The ceph restful services run on one controller (not always the active one) that is determined by ceph automatically and listens on port 7999. Looked with netstat on both controllers and saw that no other service at this moment in time uses this port. I don't think I can find out if that port was used at the time by another service, but ceph-mgr didn't seem to complain about anything

The first errors appeared at:
36517:2020-06-22 00:06:59.142 7f225704e700 -1 received signal: Terminated from /usr/bin/python /etc/init.d/mgr-restful-plugin start (PID: 33982) UID: 0
36518:2020-06-22 00:06:59.142 7f225704e700 -1 mgr handle_signal *** Got signal Terminated ***

Looking through other logs the only thing note-worthy that seems to happen at this moment in time is disabling https:
2020-06-22T00:05:13.000 controller-0 -sh: info HISTORY: PID=372020 UID=42425 system --os-username 'admin' --os-password 'Li69nux*' --os-project-name admin --os-auth-url http://[fd01:81::2]:5000/v3 --os-user-domain-name Default --os-project-domain-name Default --os-endpoint-type internalURL --os-region-name RegionOne modify --https_enabled="false"

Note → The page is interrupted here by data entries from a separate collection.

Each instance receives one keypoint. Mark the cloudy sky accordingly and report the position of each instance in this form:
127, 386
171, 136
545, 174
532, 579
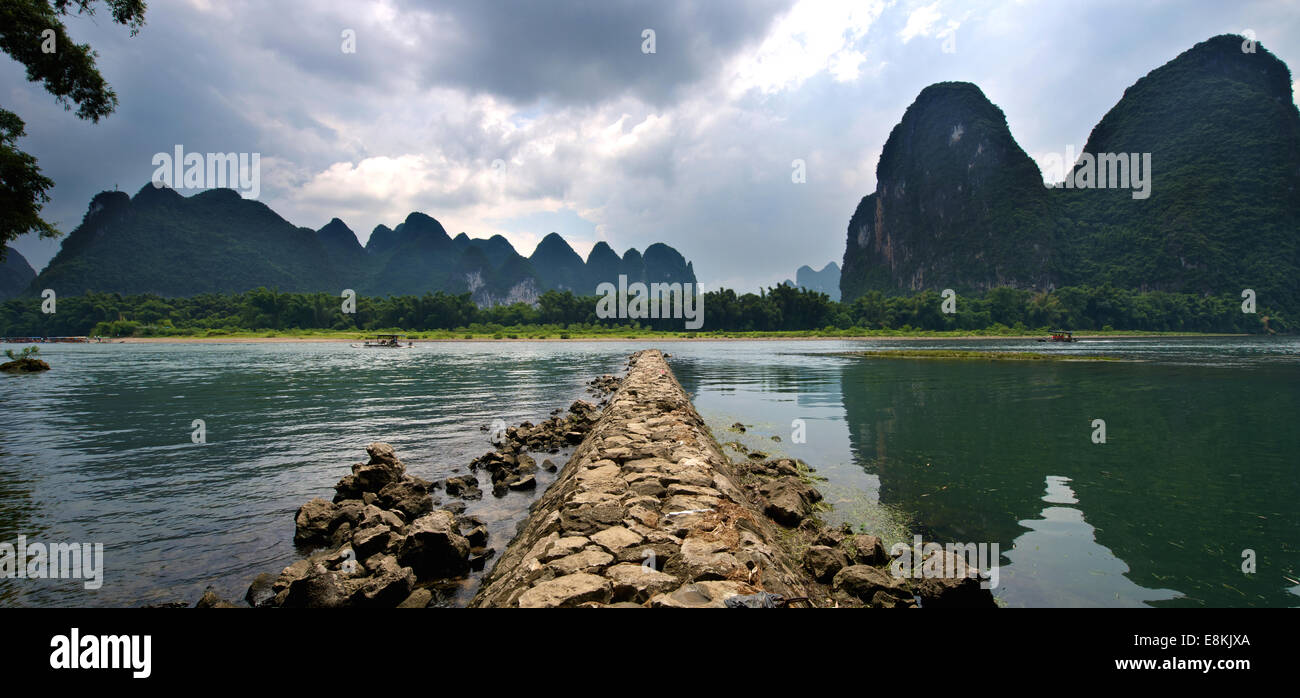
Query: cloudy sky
524, 117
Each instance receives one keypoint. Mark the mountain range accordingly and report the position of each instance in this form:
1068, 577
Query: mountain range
958, 204
16, 274
824, 281
160, 242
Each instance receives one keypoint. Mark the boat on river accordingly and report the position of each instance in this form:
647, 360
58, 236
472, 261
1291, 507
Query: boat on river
385, 341
1060, 336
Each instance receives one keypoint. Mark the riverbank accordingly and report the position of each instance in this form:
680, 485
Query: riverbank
975, 355
646, 337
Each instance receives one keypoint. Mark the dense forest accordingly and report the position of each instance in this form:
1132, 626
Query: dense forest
775, 310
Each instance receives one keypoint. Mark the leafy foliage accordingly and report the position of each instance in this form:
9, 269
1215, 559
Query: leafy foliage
69, 74
776, 310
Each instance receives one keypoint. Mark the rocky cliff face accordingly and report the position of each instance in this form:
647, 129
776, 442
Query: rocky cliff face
16, 274
160, 242
824, 281
1222, 211
957, 204
960, 206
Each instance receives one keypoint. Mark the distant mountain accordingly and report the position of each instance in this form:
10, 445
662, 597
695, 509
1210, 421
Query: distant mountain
958, 204
16, 274
559, 267
827, 281
160, 242
1223, 212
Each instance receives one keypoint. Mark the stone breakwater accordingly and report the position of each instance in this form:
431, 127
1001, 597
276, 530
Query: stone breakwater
646, 512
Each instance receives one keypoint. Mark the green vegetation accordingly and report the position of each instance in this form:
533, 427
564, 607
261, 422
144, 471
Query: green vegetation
978, 355
778, 312
965, 207
33, 33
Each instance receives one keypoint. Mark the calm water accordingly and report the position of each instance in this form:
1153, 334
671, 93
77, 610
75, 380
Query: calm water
1200, 460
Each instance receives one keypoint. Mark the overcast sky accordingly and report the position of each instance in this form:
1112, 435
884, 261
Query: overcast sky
690, 146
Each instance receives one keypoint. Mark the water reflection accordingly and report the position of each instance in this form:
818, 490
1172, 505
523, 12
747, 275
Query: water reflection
1092, 577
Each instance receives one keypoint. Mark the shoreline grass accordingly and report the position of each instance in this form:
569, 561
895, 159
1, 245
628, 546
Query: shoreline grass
533, 333
978, 355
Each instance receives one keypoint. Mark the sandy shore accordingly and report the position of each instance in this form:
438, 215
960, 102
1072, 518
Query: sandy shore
642, 339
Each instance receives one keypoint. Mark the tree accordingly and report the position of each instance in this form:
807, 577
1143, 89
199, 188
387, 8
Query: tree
33, 33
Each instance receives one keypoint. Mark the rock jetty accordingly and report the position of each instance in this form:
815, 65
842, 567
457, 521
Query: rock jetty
646, 512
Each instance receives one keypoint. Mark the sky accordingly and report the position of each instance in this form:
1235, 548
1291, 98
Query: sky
528, 117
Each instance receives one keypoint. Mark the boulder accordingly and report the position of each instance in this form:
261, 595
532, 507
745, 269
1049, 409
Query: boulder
958, 588
862, 582
567, 592
261, 592
707, 594
320, 589
211, 599
420, 598
788, 501
824, 562
637, 584
433, 547
315, 521
386, 588
408, 495
863, 549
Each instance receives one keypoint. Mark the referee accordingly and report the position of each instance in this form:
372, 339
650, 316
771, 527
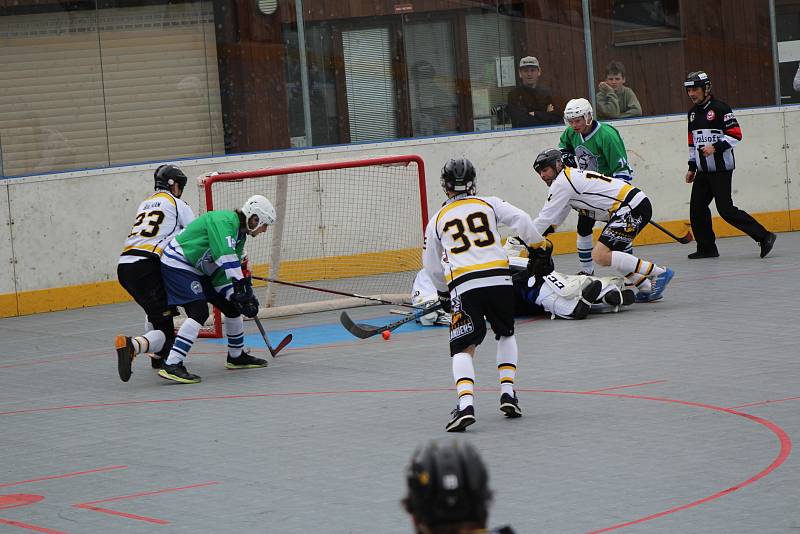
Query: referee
713, 132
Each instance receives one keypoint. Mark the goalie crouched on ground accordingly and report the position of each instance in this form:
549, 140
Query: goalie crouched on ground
202, 265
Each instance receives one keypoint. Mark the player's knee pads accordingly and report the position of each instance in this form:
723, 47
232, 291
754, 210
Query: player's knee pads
197, 310
585, 226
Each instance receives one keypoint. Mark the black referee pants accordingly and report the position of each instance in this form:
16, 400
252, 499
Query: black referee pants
717, 186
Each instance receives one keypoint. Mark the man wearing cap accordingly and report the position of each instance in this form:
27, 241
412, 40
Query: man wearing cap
529, 104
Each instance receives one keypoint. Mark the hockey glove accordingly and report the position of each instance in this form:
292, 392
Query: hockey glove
444, 298
243, 297
540, 260
568, 158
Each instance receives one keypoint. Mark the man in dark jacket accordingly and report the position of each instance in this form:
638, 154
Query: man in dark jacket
529, 104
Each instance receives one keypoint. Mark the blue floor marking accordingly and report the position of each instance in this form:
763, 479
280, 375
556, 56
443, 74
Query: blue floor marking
323, 334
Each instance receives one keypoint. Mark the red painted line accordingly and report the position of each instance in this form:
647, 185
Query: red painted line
760, 403
67, 475
783, 453
123, 514
29, 527
18, 499
626, 386
90, 505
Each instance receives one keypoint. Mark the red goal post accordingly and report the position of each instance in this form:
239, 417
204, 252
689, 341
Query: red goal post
350, 225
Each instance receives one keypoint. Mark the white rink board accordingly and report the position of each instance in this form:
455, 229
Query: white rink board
6, 257
76, 239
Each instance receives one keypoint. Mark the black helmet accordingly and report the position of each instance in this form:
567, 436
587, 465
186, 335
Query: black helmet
447, 483
459, 175
697, 78
166, 175
547, 158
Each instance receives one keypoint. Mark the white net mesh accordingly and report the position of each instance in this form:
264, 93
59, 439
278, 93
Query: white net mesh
352, 226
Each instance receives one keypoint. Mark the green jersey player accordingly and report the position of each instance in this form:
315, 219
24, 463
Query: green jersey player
591, 145
202, 265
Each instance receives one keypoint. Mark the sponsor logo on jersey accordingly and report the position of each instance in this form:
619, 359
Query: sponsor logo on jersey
460, 322
707, 137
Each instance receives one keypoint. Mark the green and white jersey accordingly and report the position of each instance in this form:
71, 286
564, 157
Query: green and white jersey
601, 151
211, 245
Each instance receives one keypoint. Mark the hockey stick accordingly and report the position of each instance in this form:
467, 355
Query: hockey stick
688, 238
274, 352
363, 331
333, 291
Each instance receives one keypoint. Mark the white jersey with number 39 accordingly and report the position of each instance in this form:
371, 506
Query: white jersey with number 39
158, 219
462, 244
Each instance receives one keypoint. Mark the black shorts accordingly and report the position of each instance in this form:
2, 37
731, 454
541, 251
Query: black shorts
142, 279
472, 309
621, 230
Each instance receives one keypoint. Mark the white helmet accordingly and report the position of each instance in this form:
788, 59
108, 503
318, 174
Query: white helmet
260, 207
578, 107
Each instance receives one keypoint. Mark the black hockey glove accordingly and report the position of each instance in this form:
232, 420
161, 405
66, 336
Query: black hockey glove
540, 260
568, 158
243, 297
444, 298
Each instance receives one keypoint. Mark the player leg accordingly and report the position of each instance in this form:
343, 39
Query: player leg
584, 243
238, 357
142, 280
185, 289
616, 236
467, 330
499, 304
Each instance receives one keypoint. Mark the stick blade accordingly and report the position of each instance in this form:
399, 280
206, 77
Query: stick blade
285, 341
360, 330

Not sure if this is related to the issue or not, but it's the only thing of interest that I could find.

The system stabilized after this last error
113745:2020-06-23 02:29:39.405 7fdcdc71d700 -1 received signal: Terminated from /usr/bin/python /etc/init.d/mgr-restful-plugin start (PID: 1023405) UID: 0
113746:2020-06-23 02:29:39.405 7fdcdc71d700 -1 mgr handle_signal *** Got signal Terminated ***

No obvious reasons as to why it stabilized after this.

I saw that there were timezone changes done on that setup. Were such tests done before? This is just a theory but maybe sudden timezone-changes might impact ceph in certain ways.

This seems like a weird ceph internal issue, but the cause is unclear because no obvious error logs are present.